New title screen. Don’t worry, the cornflower blue is temporary.
I was thinking about using OpenGL to port JAGS over, rather than blitting images using the SDL libraries, and now it looks like I may have to, even after porting all the code I’ve done so far. The reason is that apparently, there’s no good way in SDL to rotate things in real time. I can’t imagine why that is; then again, I have no idea how the SDL rendering engine is written.
Remember that rotations are kind of an important thing in JAGS, for two reasons: I’ve got to rotate the character sprite around to face the mouse, and I’ve also got to rotate projectiles. SDL_Gfx has a function to draw lines, which I hope is reasonably fast, but if I want to add in rockets or other things later then I’d like to rotate those too.
It seems that the only good ways to do real-time rotations are to (1) pre-render all of your rotations using some program, (2) rotate using some library like SDL_GFX that takes your SDL_Surface, copies it, transforms it, and gives that to you (which is reputedly quite slow) or (3) switch to OpenGL and use GlRotate3f (is that correct? I think it is). Right now, I’m trying to implement a combination of (1) and (2); at the beginning of the program, I rotate the surface using SDL_Gfx, store those rotated surfaces in an array an use the nearest degree to what I need.
When I rotate the image every 2 degrees until we get back to 360, this produces fairly good results. Spinning the image around continuously, you can’t even tell that it isn’t rotating every degree. This method makes 180 sprites, each 32x32. Assuming each color takes 8 bits, and throwing in another 8 for the alpha channel, thats 32 bits or 4 bytes for each pixel; 43232*180 = 11520 bytes or .703 megabytes. Looking at the little test program I wrote to see exactly how much it uses, I was actually off by a factor of 2: memory usage in Task Manager jumps from 3428kb to 4848kb, a difference of 1.42mb. I guess the image is actually 8 bytes per pixel? I don’t know enough about images to tell for sure.
New display from in-game. Collision, server joining, and chat are all working, but projectiles and rotation are in the works. The wall/floor textures are here to stay until I find someone to draw better ones.
To be honest, this is not, at all, a lot of memory. A typical 3D shooter will have textures with resolutions of 4096x4096 (or larger), for a total of 64 megabytes of texture data (still assuming 4 bytes per pixel). There are most likely ways to reduce this exponentially that I don’t know anything about (I just made a test file with a bunch of squigglies, and it’s ~3mb) but duplicate that many times, for different textures, draw that all over the place, and you get a **ton **more texture data than my dinky little 2D shooter, even with the performance hit brought about by duplicating and rotating my player over and over again.
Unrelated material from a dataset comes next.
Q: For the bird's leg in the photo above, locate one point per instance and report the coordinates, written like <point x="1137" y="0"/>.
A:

I am still not sure if I am willing to let go of these 11-odd kilobytes. They are quite dear to me, in fact. I want this game to be something that can be played on old, old systems. If I write the engine badly, then everything built on top of it will be bad as well. On the other hand, I’m not sure if I’m willing to risk the time investment needed to port all of this to yet another rendering engine. It would be a lot of work for not a lot of profit.
I’ve thought on it and, well, I haven’t come to a conclusion yet. The weeks leading up to finals week have been ridiculously hectic. While not as bad as last week, this week I’ve got yet another 3 projects due on about the same day. So, we’ll see.
In other news, I’ve been reading John Dies at the End. Do not read it. It is the most unsettling book I have ever read. You see the background to the website in the link? That is the cover for the book. It is not scary in the direct, in your face kind of way. It is not a horror movie. It is the kind of book that makes you think you’re seeing things out of the corner of your eyes, and that maybe that isn’t ketchup, maybe it’s blood. Then you shake your head and think no, that couldn’t go on in my tiny college town, just couldn’t. But it’s always in the back of your mind. It is well written, though.
After that last paragraph, if you still want to read it, you’re just plain insane. Best of luck to you.